The new Mayan scholarship disillusions our sweeter longings for Edens and Utopias, but it does have the bracing jolt of reality. All this insight has become possible because of the work of scholars like Linda Schele and Mary Ellen Miller, who organized the present exercise. Since the 1960s, scholars have deciphered the Mayan glyphs so that much can be read with absolute accuracy. One of the great insights here is to look at two great, timeless masterworks from Chiapas and read a label saying, “The scene depicts a bloodletting rite that took place Oct. 28, AD 709.”
The Maya were real. The people depicted have names and did things on particular days. The veil of myth falls from a mythic people. Clarified, they are more compelling than ever.
Finally, you look around the gallery and wonder less at what is revealed than the fact nobody saw it before. Without any verbal translation it is perfectly obvious that the Maya were a courtly and ceremonial people. A life-size stone head of a maize god and heavy architectural reliefs speak of great tombs and temples advertising the power and legitimacy of the ruler. The slightly stiff style--based on ancient Olmec--speaks more concern with correctness and intimidation than with originality.
That the Maya were real has always been abundantly clear in their brilliant Jaina figures, elegant six-inch genre portraits that are the miniaturized expressive glory of the Maya. They give us the whole range of life. A dirty, toothless old man paws a willing Amazonian beauty. He has to be rich. She wants to be.
Figures of soldiers range from the arrogance of a peacock-caparisoned young officer to the cruel sinew of a gritty veteran. And the prisoner figures--this one agonized, that one resigned and dignified--have the echoing pathos of the Parthenon friezes.
Real. As quotidian as you and I going to the 7-Eleven. Real but not pedestrian. Artists were immortalized in stories of the Popol Vuh as clever humans transformed into intuitive chimeras with monkey’s tails. Their craft seemed magical. Drawings on cylindrical vessels have the mad vivacity and virtuosity of Japanese monster calligraphy. Ritual objects on view are invested with the radiations of belief. Conch shell horns are transformed into human wonders by incised carving. They are as aesthetic as Faberge eggs.
Flints are chipped into crazed, threatening, sawtoothed blades that have hydra-headed human profiles and Vision Monster bodies. They live equally in the realms of human need and natural force, which is where these people dwelt. The wind was a person. The man was the rain. The jaguar was the thunder. What’s amazing is that they were so much like us and that we can’t see that way.
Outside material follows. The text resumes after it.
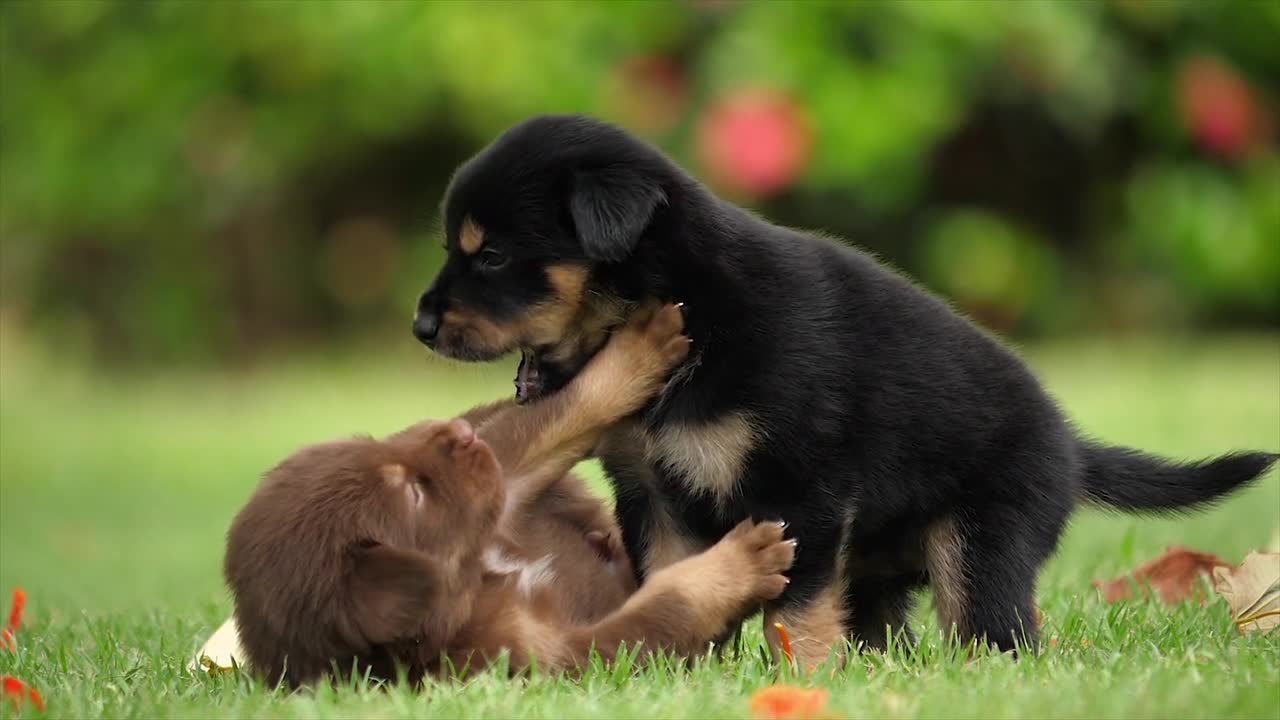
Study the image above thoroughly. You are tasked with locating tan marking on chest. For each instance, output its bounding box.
[644,413,760,505]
Mayan ways were visible in chilling graphic detail long before the translations. Why didn’t Mayan experts of the past see these people clearly? The answer is always the same. They didn’t want to. The antique art that caused the Italian Renaissance lay in full view for centuries and people just didn’t see it. Mayan scholars did drawings of carved reliefs clearly showing bloodletters with ropes through their tongues. The draftsman just left out the rope.
They didn’t want to see it. Why? Too grim? Too out of touch with the sensibility of their epoch? Fascinating question.
More fascinating: Why do we want to see it now?